Marta Seiz (PhD in Political and Social Sciences; Universitat Pompeu Fabra) is an Assistant Professor at UNED specialized in social demography. She has previously worked at the Spanish National Research Council, the Demosoc Unit at Universitat Pompeu Fabra, and the University of Göteborg. Her research lies at the intersection of sociodemography, sociology of the family, and social stratification, while applying a gender perspective. She has participated in several research projects in the fields of family, fertility, and social inequalities in perinatal health/child development. Her research has been published in journals such as Fertillity and Sterility, Social Science & Medicine, Journal of Family Research, Feminist Economics, European Sociological Review, or Demographic Research.
Leire Salazar is a Senior Researcher (Investigadora Científica) at the Institute for Public Goods and Policies, Spanish Research Council (IPP-CSIC). Before joining CSIC, she was an Associate Professor at UNED and the Lead Scientist of DIGCLASS, at the JRC, European Commission. She has published research on educational inequalities, perinatal health inequalities and income and wealth inequalities in journals such as European Sociological Review, Socio-Economic Review, Sociological Science, European Journal of Population, American Journal of Sociology or Social Science & Medicine.
Dr. Xiana Bueno is a sociologist and family demographer and has conducted her research at the School of Public Health at Indiana University since 2021. She has previously done research at Harvard University and the Center for Demographic Studies in Barcelona. Dr. Bueno’s research focuses on abortion attitudes, family demography, and international migration. Her most recent research centers on developing measures to better assess attitudes toward abortion. She also studies how gender inequality, labor-market conditions, and family policies affect fertility decisions.
Ryohei Mogi is a Juan de la Cierva Fellow at the Department of Political and Social Sciences, Pompeu Fabra University (Barcelona, Spain). He is a demographer and seeks to understand the fertility decline and family changes by developing alternative measures and analysing the key factors of such decline and changes and its consequences. He particularly focuses on childlessness, mate search, and partnership formation. He received his PhD in Demography at the Autonomous University of Barcelona and Centre for Demographic Studies in 2020 and European Research Certificate in Demography from the European Doctoral School of Demography at Max Planck Institute for Demographic Research and La Sapienza University of Rome.
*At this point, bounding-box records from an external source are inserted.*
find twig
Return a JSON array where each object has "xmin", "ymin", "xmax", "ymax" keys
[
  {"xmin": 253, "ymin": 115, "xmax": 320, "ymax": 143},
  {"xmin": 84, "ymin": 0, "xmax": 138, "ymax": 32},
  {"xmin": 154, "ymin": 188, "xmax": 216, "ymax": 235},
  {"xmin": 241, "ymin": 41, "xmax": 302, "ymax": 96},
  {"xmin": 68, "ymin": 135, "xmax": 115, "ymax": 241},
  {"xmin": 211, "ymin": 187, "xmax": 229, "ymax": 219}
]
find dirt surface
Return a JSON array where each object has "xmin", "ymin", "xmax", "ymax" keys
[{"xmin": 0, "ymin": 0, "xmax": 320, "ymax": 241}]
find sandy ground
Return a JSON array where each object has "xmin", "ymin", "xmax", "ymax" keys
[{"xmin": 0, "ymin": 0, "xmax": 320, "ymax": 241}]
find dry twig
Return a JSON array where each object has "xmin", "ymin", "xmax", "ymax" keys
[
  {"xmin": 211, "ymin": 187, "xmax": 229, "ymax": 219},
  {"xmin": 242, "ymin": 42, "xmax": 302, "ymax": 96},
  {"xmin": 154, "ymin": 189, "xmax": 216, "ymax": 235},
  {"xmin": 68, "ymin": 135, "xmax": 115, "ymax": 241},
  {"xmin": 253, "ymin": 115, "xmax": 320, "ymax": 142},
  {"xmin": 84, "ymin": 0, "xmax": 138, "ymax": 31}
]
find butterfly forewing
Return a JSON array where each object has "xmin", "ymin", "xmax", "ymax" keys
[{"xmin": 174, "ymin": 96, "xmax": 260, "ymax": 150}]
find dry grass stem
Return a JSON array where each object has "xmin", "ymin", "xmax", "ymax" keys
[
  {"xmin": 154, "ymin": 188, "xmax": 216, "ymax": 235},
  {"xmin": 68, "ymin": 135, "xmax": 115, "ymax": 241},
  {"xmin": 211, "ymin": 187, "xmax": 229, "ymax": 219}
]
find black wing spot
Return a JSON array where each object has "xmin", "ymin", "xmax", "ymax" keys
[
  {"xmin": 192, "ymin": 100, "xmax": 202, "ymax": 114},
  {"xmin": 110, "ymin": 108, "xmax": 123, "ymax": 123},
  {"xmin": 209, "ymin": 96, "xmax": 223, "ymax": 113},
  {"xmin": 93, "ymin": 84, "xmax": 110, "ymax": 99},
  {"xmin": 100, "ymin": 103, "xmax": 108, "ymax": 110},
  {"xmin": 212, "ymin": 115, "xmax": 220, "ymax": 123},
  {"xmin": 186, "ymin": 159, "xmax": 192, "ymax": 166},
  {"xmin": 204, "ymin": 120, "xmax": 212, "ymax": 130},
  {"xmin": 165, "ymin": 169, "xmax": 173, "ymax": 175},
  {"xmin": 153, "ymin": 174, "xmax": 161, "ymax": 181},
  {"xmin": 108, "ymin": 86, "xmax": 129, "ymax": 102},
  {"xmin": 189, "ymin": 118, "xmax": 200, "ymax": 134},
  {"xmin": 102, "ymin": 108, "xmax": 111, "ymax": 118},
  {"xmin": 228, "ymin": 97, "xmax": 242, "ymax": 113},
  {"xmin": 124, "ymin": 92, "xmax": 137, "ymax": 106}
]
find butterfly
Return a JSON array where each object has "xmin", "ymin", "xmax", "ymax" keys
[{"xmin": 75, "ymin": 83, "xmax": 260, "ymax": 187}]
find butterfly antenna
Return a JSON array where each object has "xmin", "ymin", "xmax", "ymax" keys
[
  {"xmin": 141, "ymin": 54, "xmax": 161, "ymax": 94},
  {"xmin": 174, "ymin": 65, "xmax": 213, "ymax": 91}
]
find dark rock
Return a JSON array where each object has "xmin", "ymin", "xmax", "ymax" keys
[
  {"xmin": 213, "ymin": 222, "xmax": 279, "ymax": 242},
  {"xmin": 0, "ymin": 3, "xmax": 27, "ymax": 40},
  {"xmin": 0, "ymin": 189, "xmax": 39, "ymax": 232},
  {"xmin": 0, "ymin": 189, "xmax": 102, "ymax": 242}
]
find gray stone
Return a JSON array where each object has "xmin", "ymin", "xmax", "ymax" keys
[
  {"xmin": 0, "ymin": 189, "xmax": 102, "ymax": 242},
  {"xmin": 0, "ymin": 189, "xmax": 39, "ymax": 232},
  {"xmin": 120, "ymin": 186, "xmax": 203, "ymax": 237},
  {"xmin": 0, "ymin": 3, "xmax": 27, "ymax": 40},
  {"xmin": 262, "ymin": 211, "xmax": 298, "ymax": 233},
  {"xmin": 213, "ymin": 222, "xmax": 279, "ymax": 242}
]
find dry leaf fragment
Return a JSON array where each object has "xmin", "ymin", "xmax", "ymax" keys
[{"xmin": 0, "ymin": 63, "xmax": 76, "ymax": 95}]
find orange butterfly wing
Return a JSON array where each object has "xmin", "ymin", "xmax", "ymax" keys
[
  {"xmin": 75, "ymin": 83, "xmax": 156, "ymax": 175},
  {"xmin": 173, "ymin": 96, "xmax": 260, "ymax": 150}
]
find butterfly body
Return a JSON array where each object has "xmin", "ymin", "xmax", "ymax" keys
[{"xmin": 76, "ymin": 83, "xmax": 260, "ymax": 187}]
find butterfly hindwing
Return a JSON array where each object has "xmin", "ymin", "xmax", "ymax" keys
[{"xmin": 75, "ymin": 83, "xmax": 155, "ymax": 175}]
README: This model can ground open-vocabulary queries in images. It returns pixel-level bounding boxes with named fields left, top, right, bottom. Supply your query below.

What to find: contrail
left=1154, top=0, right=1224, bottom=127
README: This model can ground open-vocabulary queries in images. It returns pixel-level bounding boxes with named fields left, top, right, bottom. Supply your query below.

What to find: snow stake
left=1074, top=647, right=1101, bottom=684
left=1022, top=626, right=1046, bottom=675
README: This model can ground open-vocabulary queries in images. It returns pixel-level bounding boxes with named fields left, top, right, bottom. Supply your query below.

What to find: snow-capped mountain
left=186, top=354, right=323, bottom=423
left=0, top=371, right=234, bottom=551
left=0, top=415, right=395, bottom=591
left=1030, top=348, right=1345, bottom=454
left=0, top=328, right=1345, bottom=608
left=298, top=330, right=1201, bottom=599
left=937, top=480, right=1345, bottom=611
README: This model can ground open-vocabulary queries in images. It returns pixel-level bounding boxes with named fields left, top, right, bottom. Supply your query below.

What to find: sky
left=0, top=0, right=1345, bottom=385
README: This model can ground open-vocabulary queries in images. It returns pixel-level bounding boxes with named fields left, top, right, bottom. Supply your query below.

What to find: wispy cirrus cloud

Marco Cozzani is an Assistant Professor of Demography at the University of Florence. Before this position, he was a post-doctoral researcher at the University of Bologna, working on the ERC project GENPOP. He also held a post-doctoral research position at the European University Institute, where he completed his PhD. His research interests include population and children's health, fertility, social stratification, child development, parental responses, fetal origins, quantitative methods, and causal inference .
Born in Moscow, Russia, Evgeniya Borisova graduated from Moscow's State University of Management, specializing in bank management. After several years working as financial analyst, she moved to Barcelona to study a Master of Science in Population and Territorial Studies coordinated by Universitat Autònoma de Barcelona's Geography Department and Centre d'Estudis Demogràfics. In 2021 she worked as research assistant at Universitat Pompeu Fabra. In October 2023 she finished her PhD in Demography (Centre d'Estudis Demogràfics, Universitat Autònoma de Barcelona). Her research is focused on fertility and reproductive health and looks into IVF development in relation to low fertility and fertility postponement in Spain.
Nerea has a degree in Pharmacy from the University of Santiago de Compostela, with a Master's Degree in Research and Advances in Cellular and Molecular Immunology from the University of Granada. She is currently a predoctoral researcher in the PERIFACT project, where she investigates the impact of environmental pollution on perinatal health, with a focus on social stratification dynamics. At the moment, she is developing her thesis in the Doctoral Program in Biomedical Sciences and Public Health offered jointly by the UNED and the Instituto de Salud Carlos III through the IMIENS (Instituto Mixto de Investigación – Escuela Nacional de Sanidad).
Michael Borchgrevink Lund is an FNS Senior Researcher at the Swiss Centre of Expertise in Life Course Research LIVES (University of Lausanne) and a predoctoral student at University Carlos III (UC3M). His research focuses on the intersection of social demography, stratification, and health inequalities, employing life course approaches. In his doctoral thesis, he investigates how family dynamics and social capital influence health throughout the life course in the historical United States, utilizing innovative data and methodologies. As a contributor to the ECHO project at the Spanish National Research Council (CSIC), he has explored the evolving role of grandmothers in family structures and participated in studies on smoking and obesity, enhancing his expertise in multigenerational influences on health outcomes.